In the operation of the invention, the operator may need to trip out BHA 31 from the position of Figure 5 to replace components such as drill bit 35. The tripping can be performed by several means, including lowering a work string, such drill pipe or a wireline, through casing string 47 to engage the upper end of BHA 31. Alternately, BHA 31 could be pumped upward by reverse circulation of drilling fluid. Latch 43 may be released by the work string or by pumping down a release tool. BHA 31 brings along with it drill bit 35 as it moves to the surface while load shoulder 21 remains in place. When lowering BHA 31 back into casing string 47, profile 37 on BHA 31 will land on load shoulder 21. Normally, it will not be properly aligned or oriented with load shoulder 21. However, the helical portions 29 and 41 will slide against one another, causing BHA 31 to rotate until the axial load transfer portions 41 are aligned. BHA 31 will then slide downward into full makeup as illustrated in Figures 2 and 5. Load shoulder 21 will support the weight of BHA 31 until drill bit 35 engages the bottom of borehole 57. The operator then causes top drive 51 to rotate casing string 47. Torque will be transferred from casing string 47 through load shoulder torque transfer portion 23 to BHA torque transfer portion 39. The torque is thus imparted to the BHA lower portion 33 and drill bit 35. Figure 6 illustrates another embodiment of a load shoulder that will transmit torque. In this embodiment, a sleeve 61 is mounted on a no-go shoulder 63 in a bore 65 of tubular member 67. Sleeve 61 may be fixed in place by a variety of means, including a weld 68. Sleeve 61 rotates with tubular member 67 and is prevented from axial movement relative to tubular member 67. Sleeve 61 has a load shoulder that has a saw-tooth configuration with peaks and valleys forming teeth. The flanks between the valleys and peaks serve as torque transfer portions 69. The valleys serve as axial load transfer portions 71. In this example, the triangular shape of each tooth is equilateral, thus torque may be transmitted both in clockwise and counterclockwise directions. Half of the torque transfer portions 69 face generally into one direction of rotation and the other half face generally in the opposite direction. As in the first embodiment, rather than a separate sleeve 61 , the torque transfer portions 69 and axial load transfer portions 70 could be formed by directly machining bore 65.

The BHA (not shown) for the embodiment of Figure 6 will have an identical sawtooth profile.
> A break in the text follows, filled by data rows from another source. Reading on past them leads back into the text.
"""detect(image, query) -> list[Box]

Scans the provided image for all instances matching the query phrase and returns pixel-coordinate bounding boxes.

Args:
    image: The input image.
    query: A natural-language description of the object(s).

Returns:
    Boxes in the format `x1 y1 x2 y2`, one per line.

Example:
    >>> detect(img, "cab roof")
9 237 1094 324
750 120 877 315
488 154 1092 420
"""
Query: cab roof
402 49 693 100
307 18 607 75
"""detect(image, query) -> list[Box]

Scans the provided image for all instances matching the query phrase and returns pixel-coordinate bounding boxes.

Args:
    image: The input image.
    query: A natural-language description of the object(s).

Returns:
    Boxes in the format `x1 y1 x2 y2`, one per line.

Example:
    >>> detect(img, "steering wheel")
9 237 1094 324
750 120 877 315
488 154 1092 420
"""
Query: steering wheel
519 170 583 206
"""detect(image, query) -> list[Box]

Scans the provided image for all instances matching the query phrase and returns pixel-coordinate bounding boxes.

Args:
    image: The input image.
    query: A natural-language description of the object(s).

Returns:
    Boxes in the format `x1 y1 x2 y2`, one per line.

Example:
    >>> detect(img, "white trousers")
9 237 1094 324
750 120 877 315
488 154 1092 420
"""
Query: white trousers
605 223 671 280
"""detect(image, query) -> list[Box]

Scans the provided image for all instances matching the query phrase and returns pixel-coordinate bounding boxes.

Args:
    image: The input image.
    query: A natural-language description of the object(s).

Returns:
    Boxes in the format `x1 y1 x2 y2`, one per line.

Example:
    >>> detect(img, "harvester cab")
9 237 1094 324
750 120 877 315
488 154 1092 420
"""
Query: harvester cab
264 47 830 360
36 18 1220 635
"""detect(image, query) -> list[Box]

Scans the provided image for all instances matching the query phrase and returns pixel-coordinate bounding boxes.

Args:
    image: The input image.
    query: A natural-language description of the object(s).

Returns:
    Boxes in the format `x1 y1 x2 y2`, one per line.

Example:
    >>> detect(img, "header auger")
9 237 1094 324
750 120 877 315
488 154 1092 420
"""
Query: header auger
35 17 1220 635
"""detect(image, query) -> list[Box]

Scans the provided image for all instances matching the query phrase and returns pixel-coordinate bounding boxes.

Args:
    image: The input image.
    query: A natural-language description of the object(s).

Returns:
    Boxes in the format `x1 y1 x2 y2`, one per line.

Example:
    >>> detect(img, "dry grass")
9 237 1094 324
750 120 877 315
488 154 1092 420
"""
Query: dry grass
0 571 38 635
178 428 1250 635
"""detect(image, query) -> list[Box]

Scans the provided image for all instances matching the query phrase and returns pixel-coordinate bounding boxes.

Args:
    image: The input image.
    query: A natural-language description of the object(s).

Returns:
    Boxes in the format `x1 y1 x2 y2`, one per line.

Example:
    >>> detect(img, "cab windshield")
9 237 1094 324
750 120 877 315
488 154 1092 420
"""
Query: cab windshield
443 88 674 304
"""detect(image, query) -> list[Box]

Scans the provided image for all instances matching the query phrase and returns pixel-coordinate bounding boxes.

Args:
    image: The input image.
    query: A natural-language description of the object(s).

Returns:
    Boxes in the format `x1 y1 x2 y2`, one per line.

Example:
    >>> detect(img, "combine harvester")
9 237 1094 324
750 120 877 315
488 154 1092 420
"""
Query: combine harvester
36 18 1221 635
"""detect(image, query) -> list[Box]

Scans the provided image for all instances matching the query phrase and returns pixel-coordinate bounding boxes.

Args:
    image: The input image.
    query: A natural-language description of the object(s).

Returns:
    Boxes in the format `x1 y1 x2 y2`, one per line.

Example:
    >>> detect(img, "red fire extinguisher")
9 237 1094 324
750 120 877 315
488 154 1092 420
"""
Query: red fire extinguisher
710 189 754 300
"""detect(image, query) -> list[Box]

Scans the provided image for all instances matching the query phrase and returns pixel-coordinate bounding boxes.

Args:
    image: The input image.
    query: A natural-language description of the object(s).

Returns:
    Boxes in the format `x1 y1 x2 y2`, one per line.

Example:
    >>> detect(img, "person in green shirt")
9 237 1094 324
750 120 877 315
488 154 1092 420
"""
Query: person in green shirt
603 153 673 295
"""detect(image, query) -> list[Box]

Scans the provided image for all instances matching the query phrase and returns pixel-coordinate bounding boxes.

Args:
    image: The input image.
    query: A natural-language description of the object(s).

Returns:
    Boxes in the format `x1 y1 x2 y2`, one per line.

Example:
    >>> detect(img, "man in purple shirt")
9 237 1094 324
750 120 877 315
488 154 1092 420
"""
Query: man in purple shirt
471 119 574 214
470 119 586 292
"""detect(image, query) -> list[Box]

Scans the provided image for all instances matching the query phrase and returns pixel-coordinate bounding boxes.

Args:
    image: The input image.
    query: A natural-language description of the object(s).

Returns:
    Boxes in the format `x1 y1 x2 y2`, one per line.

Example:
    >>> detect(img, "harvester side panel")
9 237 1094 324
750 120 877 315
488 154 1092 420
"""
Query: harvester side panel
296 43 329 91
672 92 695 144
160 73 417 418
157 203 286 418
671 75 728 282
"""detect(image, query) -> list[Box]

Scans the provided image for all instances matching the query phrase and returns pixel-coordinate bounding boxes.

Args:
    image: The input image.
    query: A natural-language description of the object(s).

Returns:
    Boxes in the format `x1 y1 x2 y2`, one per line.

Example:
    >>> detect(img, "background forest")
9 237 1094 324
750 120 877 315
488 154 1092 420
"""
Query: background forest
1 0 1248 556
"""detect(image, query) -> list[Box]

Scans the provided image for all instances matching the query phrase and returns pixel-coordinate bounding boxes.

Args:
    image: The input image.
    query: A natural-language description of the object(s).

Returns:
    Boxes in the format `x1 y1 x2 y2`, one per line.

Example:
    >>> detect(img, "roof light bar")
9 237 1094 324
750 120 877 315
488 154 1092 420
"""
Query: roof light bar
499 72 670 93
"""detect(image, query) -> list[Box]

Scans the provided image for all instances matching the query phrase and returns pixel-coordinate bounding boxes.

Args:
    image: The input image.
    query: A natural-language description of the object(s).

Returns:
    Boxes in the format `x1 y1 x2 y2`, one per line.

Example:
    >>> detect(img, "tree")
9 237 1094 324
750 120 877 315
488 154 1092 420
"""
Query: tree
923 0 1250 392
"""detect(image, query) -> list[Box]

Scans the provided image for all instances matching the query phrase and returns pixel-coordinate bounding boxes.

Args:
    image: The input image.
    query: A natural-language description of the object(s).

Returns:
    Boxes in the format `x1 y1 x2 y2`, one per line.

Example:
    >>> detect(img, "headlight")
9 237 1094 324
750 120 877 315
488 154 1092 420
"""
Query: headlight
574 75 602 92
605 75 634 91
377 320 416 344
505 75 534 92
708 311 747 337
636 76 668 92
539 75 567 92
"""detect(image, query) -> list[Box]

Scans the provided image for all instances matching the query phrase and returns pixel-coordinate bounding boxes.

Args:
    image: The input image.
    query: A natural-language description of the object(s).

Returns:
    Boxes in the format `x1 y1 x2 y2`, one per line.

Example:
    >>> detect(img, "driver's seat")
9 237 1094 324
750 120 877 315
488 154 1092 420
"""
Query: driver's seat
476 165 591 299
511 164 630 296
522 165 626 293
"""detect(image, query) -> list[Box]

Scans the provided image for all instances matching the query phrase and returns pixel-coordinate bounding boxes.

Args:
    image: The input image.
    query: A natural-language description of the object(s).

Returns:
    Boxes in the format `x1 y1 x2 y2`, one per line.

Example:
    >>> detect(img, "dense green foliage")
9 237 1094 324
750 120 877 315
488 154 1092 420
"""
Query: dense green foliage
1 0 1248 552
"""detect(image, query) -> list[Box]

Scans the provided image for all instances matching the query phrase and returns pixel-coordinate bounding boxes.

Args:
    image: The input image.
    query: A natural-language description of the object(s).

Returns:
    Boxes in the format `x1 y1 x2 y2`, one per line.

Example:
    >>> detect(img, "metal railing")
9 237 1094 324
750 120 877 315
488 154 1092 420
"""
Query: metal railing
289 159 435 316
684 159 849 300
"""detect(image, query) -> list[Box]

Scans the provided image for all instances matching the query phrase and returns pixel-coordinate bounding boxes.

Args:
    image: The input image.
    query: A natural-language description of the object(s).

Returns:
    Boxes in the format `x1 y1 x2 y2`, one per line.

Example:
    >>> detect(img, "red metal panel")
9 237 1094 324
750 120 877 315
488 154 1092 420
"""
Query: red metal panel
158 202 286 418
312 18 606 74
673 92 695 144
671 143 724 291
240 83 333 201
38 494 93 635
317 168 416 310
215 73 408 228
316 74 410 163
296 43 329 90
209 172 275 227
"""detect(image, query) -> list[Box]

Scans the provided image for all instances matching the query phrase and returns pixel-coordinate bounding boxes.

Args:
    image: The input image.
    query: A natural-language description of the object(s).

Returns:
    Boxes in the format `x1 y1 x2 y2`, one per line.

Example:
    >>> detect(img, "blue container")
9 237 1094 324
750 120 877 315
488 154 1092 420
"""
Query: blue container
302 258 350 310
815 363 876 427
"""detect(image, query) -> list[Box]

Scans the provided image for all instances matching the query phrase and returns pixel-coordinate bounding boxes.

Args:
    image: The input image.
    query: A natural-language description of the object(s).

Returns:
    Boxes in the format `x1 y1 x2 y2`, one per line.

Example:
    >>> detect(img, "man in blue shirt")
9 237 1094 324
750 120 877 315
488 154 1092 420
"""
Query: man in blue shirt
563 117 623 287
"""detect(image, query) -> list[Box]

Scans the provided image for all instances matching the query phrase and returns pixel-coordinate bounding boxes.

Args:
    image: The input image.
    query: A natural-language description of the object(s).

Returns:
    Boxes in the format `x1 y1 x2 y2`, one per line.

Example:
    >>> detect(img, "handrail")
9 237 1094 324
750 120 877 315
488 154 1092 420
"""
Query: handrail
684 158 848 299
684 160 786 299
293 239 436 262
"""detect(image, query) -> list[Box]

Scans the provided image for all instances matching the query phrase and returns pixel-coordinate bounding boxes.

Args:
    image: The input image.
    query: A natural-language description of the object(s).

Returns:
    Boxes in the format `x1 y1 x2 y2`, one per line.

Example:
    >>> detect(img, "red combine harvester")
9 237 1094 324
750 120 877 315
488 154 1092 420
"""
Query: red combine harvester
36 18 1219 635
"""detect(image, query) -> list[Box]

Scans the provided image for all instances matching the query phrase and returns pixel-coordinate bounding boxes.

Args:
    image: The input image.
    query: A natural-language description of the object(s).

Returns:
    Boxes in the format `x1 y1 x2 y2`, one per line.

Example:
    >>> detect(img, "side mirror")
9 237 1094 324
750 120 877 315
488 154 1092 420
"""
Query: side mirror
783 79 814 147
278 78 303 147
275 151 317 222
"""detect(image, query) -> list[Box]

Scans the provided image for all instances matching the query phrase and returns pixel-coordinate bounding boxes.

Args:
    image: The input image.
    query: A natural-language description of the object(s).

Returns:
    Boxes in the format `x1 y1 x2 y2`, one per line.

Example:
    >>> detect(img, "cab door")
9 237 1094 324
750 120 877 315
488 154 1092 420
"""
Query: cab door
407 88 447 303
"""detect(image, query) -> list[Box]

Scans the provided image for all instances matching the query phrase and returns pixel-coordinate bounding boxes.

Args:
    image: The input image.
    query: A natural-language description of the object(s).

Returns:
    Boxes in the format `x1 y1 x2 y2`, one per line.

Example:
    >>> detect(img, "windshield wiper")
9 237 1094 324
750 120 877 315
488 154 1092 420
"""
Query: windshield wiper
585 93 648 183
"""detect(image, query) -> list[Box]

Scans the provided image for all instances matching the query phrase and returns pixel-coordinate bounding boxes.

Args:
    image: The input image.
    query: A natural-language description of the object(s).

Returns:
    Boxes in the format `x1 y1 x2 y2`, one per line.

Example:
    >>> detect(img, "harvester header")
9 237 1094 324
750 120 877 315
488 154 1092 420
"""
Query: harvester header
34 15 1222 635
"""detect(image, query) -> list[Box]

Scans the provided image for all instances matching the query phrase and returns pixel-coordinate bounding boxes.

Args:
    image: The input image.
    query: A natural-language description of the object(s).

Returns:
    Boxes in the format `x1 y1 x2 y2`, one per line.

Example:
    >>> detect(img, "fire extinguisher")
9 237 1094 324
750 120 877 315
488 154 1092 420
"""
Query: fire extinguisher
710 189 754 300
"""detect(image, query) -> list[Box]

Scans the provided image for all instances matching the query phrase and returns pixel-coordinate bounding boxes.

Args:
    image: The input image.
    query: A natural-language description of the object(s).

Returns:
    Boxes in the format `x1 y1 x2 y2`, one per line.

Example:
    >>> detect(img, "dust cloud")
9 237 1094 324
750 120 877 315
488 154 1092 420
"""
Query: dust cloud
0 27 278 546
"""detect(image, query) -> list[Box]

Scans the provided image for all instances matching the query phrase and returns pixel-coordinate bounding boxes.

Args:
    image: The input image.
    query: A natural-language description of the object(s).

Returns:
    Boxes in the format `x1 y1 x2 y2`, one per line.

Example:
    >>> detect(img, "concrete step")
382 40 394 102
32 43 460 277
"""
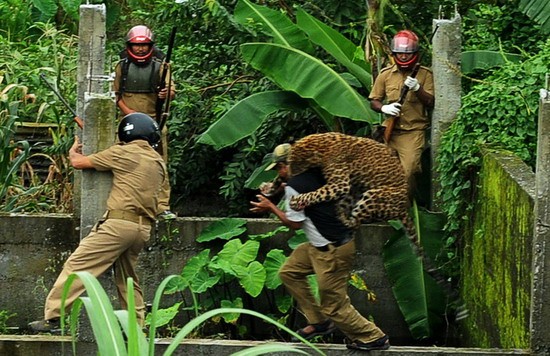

The inclined torque transfer portions 69 will transfer torque to the BHA even though not parallel to the axis of tubular member 67 because the BHA will have a latch that prevents upward movement of the BHA relative to sleeve 61.

In the example of Figure 7, the sleeve 73 is fastened on a no-go shoulder 75 formed in a bore 77 of a tubular member 79. As in the other embodiments, a weld 81 illustrates one method of attaching sleeve 73 so that it will rotate in unison with tubular member 79. The load shoulder of sleeve 73 also has a sawtooth shape, but the flanks or torque transfer portions 83 are straight edges that are parallel with axis 85. The opposite flank of each tooth is inclined, forming an isosceles triangle shape for each tooth. The axial load transfer portions 87 comprise the base or lower terminus of each torque transfer portion 83. The various embodiments disclose load shoulders that not only support the weight of a tool being lowered into a well bore, but also will transmit torque between the tool and the tubular member.

While the invention has been shown in only a few of its forms, it should be apparent to those skilled in the art that it is not so limited but it is susceptible to various changes without departing from the scope of the invention.